В 1932 году Пастернак влюбился в Зинаиду Нейгауз, жену русского пианиста Генриха Нейгауза . Они оба развелись и поженились два года спустя.
Пастернак продолжал менять свою поэзию, упрощая стиль и язык на протяжении многих лет, что нашло отражение в его следующей книге « Ранние поезда» (1943).
В апреле 1934 года Осип Мандельштам прочитал Пастернаку свою « Сталинскую эпиграмму ». Прослушав ее, Пастернак сказал Мандельштаму: «Я этого не слышал, ты мне этого не рассказывал, потому что, знаешь, сейчас происходят очень странные и страшные вещи: они начали подбирать людей. Я боюсь, что у стен есть уши, и, может быть, даже эти скамейки на бульваре могут слушать и рассказывать. Так что сделаем вид, что я ничего не слышал». [24]
В ночь на 14 мая 1934 года Мандельштам был арестован у себя дома на основании ордера, подписанного начальником НКВД Генрихом Ягодой . Опустошенный, Пастернак немедленно отправился в редакцию «Известий» и умолял Николая Бухарина заступиться за Мандельштама.

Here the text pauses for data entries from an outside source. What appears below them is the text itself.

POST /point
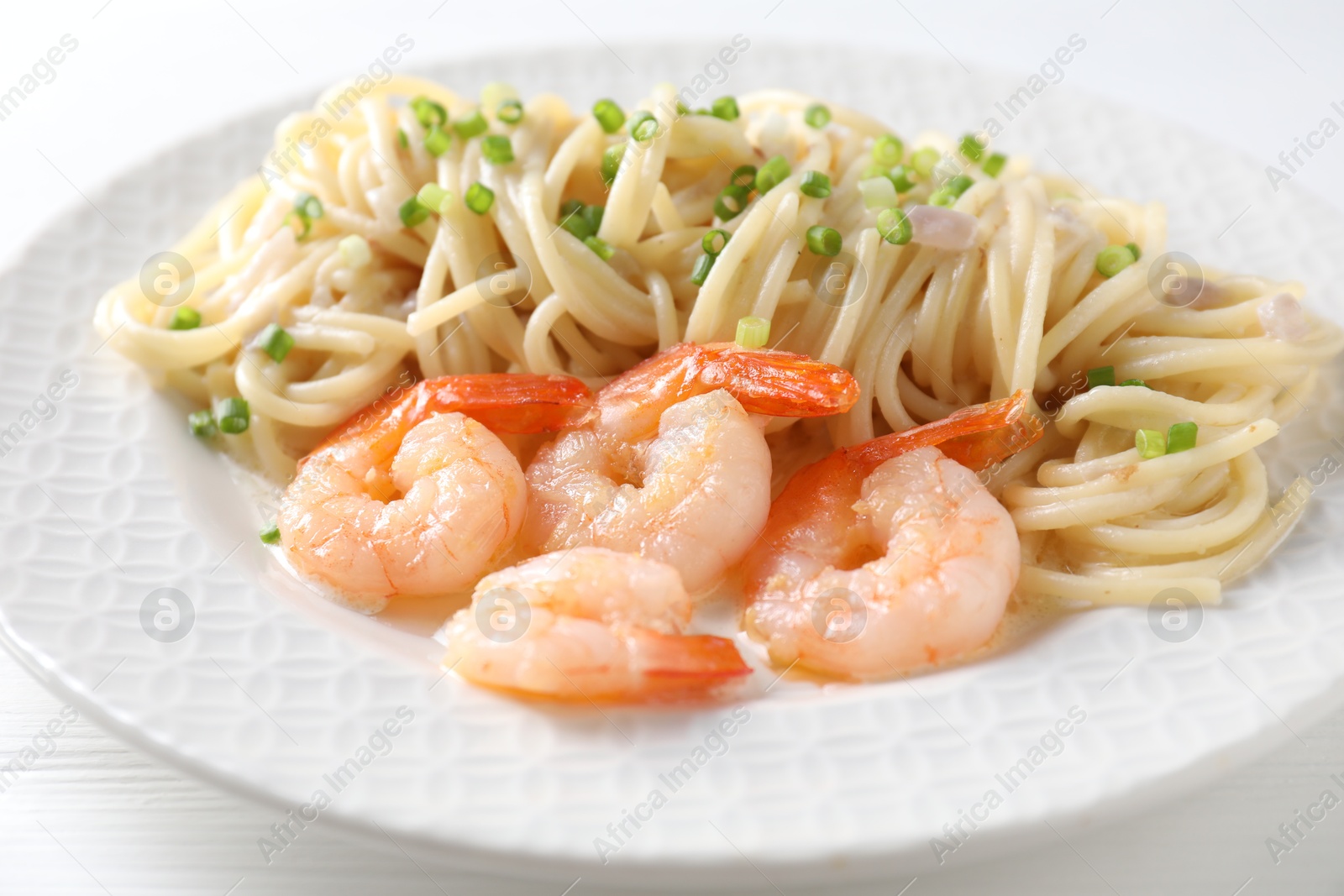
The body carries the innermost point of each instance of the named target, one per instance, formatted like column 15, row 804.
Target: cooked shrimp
column 418, row 496
column 671, row 465
column 891, row 555
column 586, row 625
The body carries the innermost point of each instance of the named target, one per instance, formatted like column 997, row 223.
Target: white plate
column 269, row 689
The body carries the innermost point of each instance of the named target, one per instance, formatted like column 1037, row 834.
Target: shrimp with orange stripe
column 421, row 496
column 891, row 555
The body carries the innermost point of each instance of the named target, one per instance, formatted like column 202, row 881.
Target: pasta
column 503, row 265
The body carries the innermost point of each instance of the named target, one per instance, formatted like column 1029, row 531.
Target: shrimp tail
column 687, row 663
column 501, row 402
column 763, row 380
column 510, row 402
column 976, row 437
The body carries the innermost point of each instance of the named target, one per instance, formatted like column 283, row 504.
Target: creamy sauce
column 719, row 611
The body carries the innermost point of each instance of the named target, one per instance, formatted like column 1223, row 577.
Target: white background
column 96, row 817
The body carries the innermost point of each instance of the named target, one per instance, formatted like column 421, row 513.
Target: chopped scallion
column 413, row 212
column 816, row 116
column 1182, row 437
column 900, row 179
column 972, row 148
column 432, row 196
column 437, row 141
column 202, row 423
column 772, row 174
column 276, row 342
column 753, row 332
column 497, row 149
column 612, row 163
column 1113, row 259
column 824, row 241
column 644, row 127
column 510, row 112
column 1101, row 376
column 887, row 150
column 479, row 197
column 714, row 242
column 608, row 114
column 232, row 416
column 1151, row 443
column 743, row 175
column 185, row 317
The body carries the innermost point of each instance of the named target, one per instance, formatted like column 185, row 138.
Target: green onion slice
column 232, row 416
column 432, row 196
column 772, row 174
column 725, row 107
column 479, row 197
column 887, row 150
column 644, row 127
column 753, row 332
column 612, row 163
column 730, row 203
column 824, row 241
column 202, row 423
column 900, row 179
column 185, row 317
column 429, row 112
column 608, row 114
column 714, row 242
column 1113, row 259
column 1151, row 443
column 276, row 342
column 1101, row 376
column 1182, row 437
column 743, row 175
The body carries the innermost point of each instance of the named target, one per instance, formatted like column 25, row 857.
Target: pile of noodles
column 925, row 331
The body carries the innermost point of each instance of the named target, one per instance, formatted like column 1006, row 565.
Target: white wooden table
column 97, row 817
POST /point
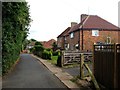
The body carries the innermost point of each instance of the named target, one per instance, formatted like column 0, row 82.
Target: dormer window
column 95, row 33
column 72, row 35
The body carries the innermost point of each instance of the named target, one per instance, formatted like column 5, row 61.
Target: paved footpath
column 31, row 73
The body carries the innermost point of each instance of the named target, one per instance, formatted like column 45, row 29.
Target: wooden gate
column 107, row 64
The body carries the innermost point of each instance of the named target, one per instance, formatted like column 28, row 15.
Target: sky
column 52, row 17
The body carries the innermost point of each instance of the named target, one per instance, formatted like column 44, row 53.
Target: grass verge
column 54, row 60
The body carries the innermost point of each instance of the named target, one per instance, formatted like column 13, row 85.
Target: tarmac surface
column 31, row 73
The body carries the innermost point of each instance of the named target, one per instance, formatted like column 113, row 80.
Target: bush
column 56, row 53
column 47, row 54
column 38, row 50
column 59, row 63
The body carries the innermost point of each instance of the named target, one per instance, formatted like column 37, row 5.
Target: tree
column 15, row 27
column 38, row 43
column 54, row 46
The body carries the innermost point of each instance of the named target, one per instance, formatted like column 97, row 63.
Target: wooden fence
column 107, row 64
column 70, row 57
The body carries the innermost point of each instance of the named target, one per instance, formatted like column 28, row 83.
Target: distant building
column 48, row 44
column 91, row 29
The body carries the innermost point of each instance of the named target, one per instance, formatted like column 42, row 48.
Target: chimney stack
column 73, row 24
column 83, row 17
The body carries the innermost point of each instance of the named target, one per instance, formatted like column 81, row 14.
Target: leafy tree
column 15, row 27
column 33, row 40
column 54, row 46
column 38, row 43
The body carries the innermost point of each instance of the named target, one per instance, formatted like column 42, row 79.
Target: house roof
column 64, row 33
column 94, row 22
column 48, row 44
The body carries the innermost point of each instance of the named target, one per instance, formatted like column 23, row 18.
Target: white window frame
column 95, row 33
column 72, row 35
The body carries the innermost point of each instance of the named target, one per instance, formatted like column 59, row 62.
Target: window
column 95, row 32
column 108, row 40
column 72, row 35
column 65, row 38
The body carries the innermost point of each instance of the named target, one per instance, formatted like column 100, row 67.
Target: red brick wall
column 88, row 39
column 73, row 41
column 60, row 42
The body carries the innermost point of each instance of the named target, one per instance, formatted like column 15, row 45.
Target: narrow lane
column 30, row 73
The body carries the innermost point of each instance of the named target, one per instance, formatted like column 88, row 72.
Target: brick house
column 91, row 29
column 48, row 44
column 61, row 39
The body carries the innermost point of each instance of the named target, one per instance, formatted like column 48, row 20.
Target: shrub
column 59, row 63
column 47, row 54
column 56, row 53
column 38, row 50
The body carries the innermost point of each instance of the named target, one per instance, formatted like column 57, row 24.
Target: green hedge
column 47, row 54
column 15, row 23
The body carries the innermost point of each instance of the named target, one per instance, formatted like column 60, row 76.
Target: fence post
column 81, row 66
column 93, row 58
column 115, row 67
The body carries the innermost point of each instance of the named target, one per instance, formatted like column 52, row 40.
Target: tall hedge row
column 15, row 26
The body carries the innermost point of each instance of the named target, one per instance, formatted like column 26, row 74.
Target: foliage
column 54, row 60
column 38, row 43
column 56, row 53
column 33, row 40
column 38, row 50
column 54, row 46
column 47, row 54
column 59, row 61
column 15, row 26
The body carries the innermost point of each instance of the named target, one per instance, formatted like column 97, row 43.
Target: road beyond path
column 30, row 73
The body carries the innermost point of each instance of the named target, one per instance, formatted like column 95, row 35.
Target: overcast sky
column 51, row 17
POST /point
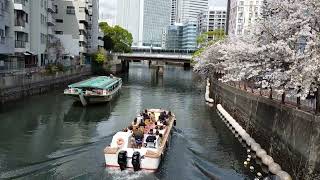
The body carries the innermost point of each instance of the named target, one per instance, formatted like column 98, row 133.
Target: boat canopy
column 100, row 82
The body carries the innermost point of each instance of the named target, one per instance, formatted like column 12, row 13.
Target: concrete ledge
column 288, row 134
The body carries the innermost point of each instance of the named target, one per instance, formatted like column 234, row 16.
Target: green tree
column 100, row 56
column 116, row 38
column 216, row 35
column 203, row 40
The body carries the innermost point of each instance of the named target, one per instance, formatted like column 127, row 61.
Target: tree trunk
column 317, row 94
column 283, row 97
column 299, row 102
column 270, row 94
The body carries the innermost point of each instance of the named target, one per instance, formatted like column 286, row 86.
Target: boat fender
column 136, row 161
column 120, row 141
column 122, row 160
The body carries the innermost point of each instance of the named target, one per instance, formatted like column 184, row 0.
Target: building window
column 59, row 20
column 70, row 10
column 43, row 38
column 59, row 32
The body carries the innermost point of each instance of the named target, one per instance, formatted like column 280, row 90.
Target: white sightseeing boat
column 94, row 90
column 123, row 154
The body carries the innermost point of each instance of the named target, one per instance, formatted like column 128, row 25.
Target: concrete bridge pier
column 186, row 65
column 125, row 66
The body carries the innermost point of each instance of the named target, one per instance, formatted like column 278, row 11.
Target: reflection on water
column 51, row 137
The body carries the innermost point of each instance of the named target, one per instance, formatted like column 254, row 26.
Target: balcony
column 82, row 38
column 20, row 5
column 82, row 27
column 50, row 7
column 50, row 21
column 101, row 43
column 19, row 44
column 83, row 50
column 6, row 45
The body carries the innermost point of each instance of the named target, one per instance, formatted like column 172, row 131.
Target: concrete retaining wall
column 33, row 88
column 291, row 136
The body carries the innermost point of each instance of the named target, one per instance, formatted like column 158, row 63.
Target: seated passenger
column 151, row 141
column 130, row 128
column 135, row 123
column 133, row 142
column 138, row 135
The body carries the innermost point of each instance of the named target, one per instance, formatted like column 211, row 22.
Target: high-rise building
column 6, row 35
column 77, row 27
column 242, row 15
column 213, row 19
column 174, row 36
column 176, row 10
column 93, row 26
column 130, row 17
column 156, row 19
column 190, row 9
column 189, row 35
column 144, row 19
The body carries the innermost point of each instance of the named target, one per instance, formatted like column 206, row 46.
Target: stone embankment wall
column 291, row 136
column 24, row 86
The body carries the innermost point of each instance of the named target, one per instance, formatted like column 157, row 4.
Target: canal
column 51, row 137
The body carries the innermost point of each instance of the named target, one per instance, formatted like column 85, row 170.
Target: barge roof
column 100, row 82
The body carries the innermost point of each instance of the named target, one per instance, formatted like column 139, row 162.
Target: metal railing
column 23, row 2
column 20, row 44
column 305, row 104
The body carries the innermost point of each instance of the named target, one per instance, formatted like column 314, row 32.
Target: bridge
column 156, row 57
column 183, row 56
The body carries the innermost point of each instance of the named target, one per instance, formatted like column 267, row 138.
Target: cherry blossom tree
column 281, row 53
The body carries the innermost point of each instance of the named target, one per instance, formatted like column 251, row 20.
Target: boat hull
column 92, row 99
column 150, row 158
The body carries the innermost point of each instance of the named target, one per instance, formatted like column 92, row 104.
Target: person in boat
column 152, row 117
column 138, row 135
column 135, row 123
column 130, row 128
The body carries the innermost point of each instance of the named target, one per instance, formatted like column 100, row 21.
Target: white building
column 190, row 9
column 93, row 26
column 130, row 17
column 189, row 35
column 77, row 27
column 242, row 15
column 144, row 19
column 176, row 10
column 6, row 34
column 215, row 18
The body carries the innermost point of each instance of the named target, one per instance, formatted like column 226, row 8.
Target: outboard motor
column 122, row 160
column 136, row 161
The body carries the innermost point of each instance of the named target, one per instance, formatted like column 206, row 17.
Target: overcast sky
column 108, row 8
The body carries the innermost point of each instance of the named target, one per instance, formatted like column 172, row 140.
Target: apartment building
column 215, row 18
column 145, row 20
column 242, row 15
column 189, row 35
column 190, row 9
column 77, row 27
column 6, row 35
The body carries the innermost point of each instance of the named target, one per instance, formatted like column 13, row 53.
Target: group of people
column 146, row 124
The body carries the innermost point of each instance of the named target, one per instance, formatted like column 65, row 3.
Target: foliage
column 216, row 35
column 116, row 38
column 100, row 56
column 53, row 68
column 282, row 52
column 202, row 40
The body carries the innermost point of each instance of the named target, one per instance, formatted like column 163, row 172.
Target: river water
column 51, row 137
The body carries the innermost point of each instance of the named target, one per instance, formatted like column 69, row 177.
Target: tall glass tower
column 156, row 19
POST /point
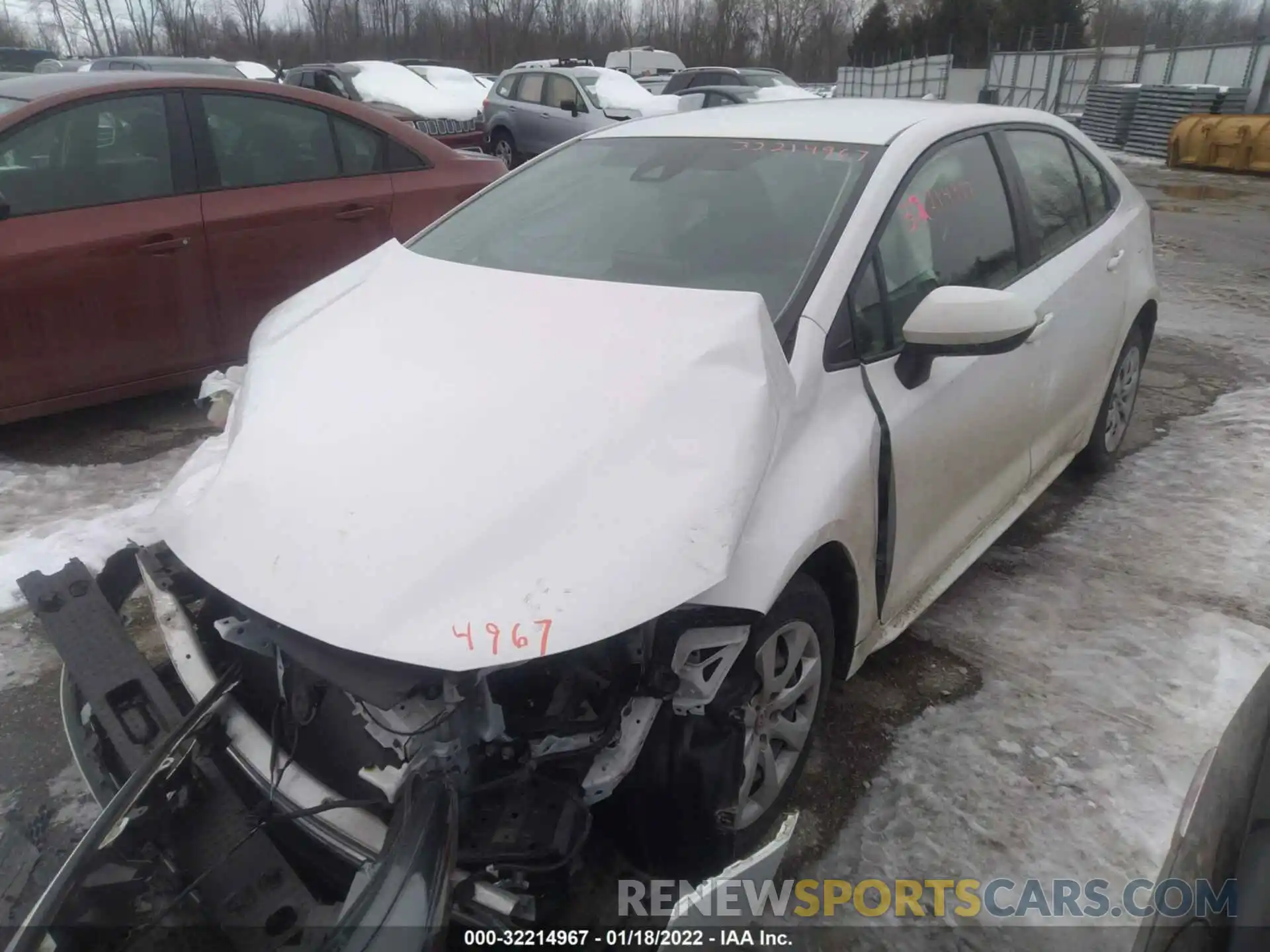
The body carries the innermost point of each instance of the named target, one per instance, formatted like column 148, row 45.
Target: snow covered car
column 538, row 106
column 747, row 390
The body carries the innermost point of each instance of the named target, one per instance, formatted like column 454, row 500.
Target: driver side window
column 949, row 225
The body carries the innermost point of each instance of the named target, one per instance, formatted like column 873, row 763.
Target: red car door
column 291, row 194
column 103, row 276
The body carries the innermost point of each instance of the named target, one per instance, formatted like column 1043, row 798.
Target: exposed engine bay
column 261, row 777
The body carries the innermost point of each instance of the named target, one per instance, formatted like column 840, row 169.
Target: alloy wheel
column 779, row 716
column 1124, row 393
column 503, row 151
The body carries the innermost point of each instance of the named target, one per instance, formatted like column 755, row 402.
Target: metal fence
column 1060, row 80
column 907, row 79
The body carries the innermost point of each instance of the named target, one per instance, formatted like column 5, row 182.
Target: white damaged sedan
column 578, row 504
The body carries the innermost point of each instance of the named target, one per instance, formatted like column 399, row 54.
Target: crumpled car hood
column 461, row 467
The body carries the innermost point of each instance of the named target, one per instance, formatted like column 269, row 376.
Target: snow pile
column 765, row 95
column 50, row 514
column 614, row 91
column 458, row 84
column 254, row 70
column 397, row 85
column 1114, row 653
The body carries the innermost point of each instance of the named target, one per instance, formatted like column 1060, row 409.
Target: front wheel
column 503, row 147
column 708, row 789
column 1111, row 424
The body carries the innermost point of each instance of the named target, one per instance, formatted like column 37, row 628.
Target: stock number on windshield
column 508, row 640
column 826, row 150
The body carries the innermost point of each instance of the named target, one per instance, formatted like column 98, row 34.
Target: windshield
column 769, row 79
column 197, row 67
column 710, row 214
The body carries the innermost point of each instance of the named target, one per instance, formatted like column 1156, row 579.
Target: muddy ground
column 1213, row 245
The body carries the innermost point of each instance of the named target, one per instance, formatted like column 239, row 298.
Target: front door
column 103, row 267
column 290, row 202
column 1079, row 281
column 960, row 441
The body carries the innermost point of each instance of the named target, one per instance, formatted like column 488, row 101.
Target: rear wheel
column 503, row 147
column 1111, row 424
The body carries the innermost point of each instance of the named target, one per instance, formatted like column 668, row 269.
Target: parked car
column 136, row 254
column 708, row 97
column 21, row 59
column 742, row 397
column 534, row 108
column 644, row 61
column 653, row 84
column 454, row 83
column 397, row 92
column 73, row 65
column 257, row 70
column 167, row 63
column 727, row 77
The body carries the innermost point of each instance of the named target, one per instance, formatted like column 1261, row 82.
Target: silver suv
column 532, row 108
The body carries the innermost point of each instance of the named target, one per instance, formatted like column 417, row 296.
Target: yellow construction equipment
column 1226, row 143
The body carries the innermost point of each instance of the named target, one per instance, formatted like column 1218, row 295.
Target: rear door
column 292, row 193
column 531, row 128
column 1078, row 281
column 959, row 442
column 103, row 267
column 559, row 124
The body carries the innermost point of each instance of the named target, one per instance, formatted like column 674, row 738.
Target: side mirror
column 960, row 321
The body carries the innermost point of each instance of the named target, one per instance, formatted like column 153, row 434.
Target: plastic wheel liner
column 183, row 855
column 261, row 789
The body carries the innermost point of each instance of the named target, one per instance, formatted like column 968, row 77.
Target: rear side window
column 531, row 89
column 949, row 225
column 361, row 150
column 261, row 141
column 108, row 151
column 1094, row 187
column 1052, row 188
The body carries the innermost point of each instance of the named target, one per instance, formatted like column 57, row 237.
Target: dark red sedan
column 148, row 221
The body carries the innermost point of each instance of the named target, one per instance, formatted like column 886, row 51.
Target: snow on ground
column 1114, row 653
column 50, row 514
column 71, row 801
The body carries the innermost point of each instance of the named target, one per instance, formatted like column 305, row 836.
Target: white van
column 644, row 61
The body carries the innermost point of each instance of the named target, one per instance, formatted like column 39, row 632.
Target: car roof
column 40, row 85
column 869, row 122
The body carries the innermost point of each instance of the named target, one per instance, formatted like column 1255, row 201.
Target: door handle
column 1042, row 327
column 355, row 212
column 163, row 244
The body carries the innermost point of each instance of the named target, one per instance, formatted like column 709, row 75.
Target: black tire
column 804, row 601
column 1115, row 413
column 677, row 813
column 503, row 146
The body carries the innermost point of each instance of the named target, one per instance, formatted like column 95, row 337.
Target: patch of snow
column 771, row 93
column 458, row 84
column 1132, row 634
column 71, row 800
column 50, row 514
column 397, row 85
column 254, row 70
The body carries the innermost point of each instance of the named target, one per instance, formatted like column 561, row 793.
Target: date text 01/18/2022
column 579, row 938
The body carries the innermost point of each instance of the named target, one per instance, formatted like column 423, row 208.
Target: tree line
column 806, row 38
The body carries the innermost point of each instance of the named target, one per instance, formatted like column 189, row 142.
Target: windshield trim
column 836, row 222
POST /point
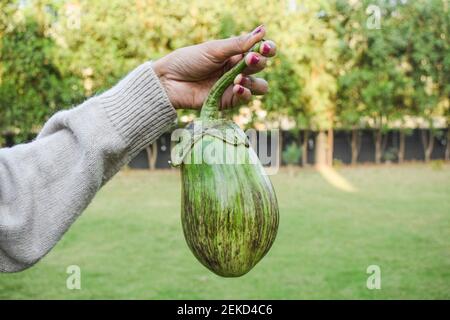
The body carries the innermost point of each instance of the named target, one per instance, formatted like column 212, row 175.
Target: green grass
column 129, row 242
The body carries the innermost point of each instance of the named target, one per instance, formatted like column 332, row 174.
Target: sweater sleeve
column 46, row 184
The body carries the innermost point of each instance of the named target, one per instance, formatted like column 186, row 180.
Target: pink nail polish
column 254, row 59
column 266, row 48
column 258, row 30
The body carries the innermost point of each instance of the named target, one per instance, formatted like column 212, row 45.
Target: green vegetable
column 229, row 208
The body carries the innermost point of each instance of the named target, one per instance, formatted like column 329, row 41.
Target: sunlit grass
column 129, row 242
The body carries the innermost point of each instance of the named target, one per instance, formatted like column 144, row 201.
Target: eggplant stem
column 210, row 108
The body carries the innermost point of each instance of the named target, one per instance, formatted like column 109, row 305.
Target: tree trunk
column 321, row 149
column 401, row 146
column 355, row 145
column 305, row 148
column 427, row 143
column 447, row 149
column 330, row 145
column 152, row 154
column 378, row 146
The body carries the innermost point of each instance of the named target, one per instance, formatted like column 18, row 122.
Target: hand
column 188, row 73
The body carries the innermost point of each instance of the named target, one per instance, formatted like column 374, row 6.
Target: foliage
column 292, row 154
column 332, row 67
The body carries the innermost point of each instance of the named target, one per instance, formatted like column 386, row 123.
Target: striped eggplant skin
column 229, row 211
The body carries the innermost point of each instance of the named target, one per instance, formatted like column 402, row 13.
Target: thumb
column 241, row 44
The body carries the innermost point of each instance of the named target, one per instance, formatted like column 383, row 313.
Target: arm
column 46, row 184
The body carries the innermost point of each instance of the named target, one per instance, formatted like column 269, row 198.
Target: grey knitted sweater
column 46, row 184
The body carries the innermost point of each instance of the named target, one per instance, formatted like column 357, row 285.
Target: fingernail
column 258, row 29
column 254, row 59
column 266, row 48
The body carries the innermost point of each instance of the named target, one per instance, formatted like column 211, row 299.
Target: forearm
column 46, row 184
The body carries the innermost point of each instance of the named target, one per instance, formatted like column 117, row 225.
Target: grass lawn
column 129, row 242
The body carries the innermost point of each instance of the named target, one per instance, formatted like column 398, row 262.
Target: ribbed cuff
column 139, row 108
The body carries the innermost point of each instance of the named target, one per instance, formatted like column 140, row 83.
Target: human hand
column 188, row 74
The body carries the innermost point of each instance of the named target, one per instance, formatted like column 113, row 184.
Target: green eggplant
column 229, row 209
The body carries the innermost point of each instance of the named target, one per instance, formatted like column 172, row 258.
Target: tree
column 32, row 87
column 426, row 26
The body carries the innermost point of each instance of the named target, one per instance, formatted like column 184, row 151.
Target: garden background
column 361, row 92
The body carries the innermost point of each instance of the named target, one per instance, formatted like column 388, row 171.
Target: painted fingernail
column 266, row 48
column 254, row 59
column 258, row 30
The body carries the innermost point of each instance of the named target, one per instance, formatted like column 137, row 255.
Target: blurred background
column 360, row 92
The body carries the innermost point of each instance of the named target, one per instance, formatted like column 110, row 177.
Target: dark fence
column 414, row 150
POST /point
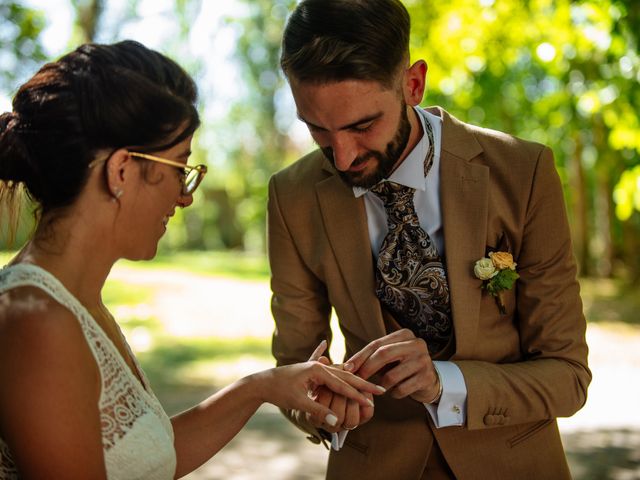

Вскоре после встречи с Бухариным в московской квартире Пастернака зазвонил телефон. Голос из Кремля сказал: « С вами хочет поговорить товарищ Сталин ». [24] По словам Ивинской, Пастернак онемел. «Он был совершенно не готов к такому разговору. Но затем он услышал свой голос, голос Сталина, раздающийся по линии. Вождь обратился к нему довольно грубовато, неотесанно, используя привычную форму «ты» : «Скажите, что говорят в ваших литературных кругах об аресте Мандельштама? » ». Взволнованный, Пастернак отрицал, что была какая-либо дискуссия или что в Советской России остались какие-либо литературные круги. Сталин продолжил спрашивать его собственное мнение о Мандельштаме. В «жадной неуклюжей манере» Пастернак объяснил, что у него и Мандельштама совершенно разная философия относительно поэзии. Наконец Сталин сказал насмешливым тоном: «Я вижу, вы просто не умеете заступаться за товарища», и положил трубку. [24]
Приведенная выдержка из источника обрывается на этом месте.